However, studies conducted by LaTanya Sweeney, a professor of government and technology at Harvard University who serves as the FTC’s chief technologist, show the line between discrimination and predicting consumer behavior is a tenuous one.
Sweeney conducted a study that found web searches for black names were 25 percent more likely than searches for white names to return ads suggesting the person had an arrest record, regardless of whether the person had ever actually been arrested. Another study Sweeney reviewed at the workshop showed ads for harshly criticized credit cards were often directed to the homepage of a popular black fraternity.
Regardless of the bias, Nicol Turner-Lee, the vice president for the Minority Media and Telecommunications Council, said everyone needs to be aware that these practices are now a reality for anyone connected to the Internet.

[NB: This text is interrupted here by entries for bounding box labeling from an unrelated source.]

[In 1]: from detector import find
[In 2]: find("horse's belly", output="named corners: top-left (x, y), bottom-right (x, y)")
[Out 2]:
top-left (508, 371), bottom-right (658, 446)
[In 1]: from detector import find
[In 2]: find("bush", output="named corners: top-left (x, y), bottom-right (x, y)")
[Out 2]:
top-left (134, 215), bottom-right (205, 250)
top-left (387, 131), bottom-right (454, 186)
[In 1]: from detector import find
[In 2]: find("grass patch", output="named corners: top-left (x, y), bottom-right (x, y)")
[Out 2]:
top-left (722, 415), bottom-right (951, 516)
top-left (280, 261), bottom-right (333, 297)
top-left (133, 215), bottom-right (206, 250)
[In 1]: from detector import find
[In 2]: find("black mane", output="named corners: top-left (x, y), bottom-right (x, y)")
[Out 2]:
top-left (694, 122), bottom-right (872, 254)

“People have to understand that their data is being used for particular purposes,” she said. “Lets face it, the Internet is this big buffet of places. It’s not that simple to say ‘I’m going to the Internet for this or for that.’ When you give your email address on the Internet, there is an information service that’s taking that and making algorithms that tailored a search to you.”
Gsell says these tailored searches are not novel and more of an evolution of what businesses have been trying to do for the last century.
“Big data has been around for a long time, today there is just more of it,” Gsell said. “This phenomena is not something that just came into vogue. The industry gets more credit than what actually exists. Most people are overwhelmed with all of that data.”
Even if most businesses have yet to discover a way to harness all of the data they collect, Dixon argued that the collection alone is enough to create bias and policy is needed to protect the public from the negative impact that bias could have in their daily life.
“The moment a person is put into a category or is classified, that triggers a data paradox,” Dixon said. “The bottom line is when you classify an individual you trigger this and when that is triggered, we have to do something about it.”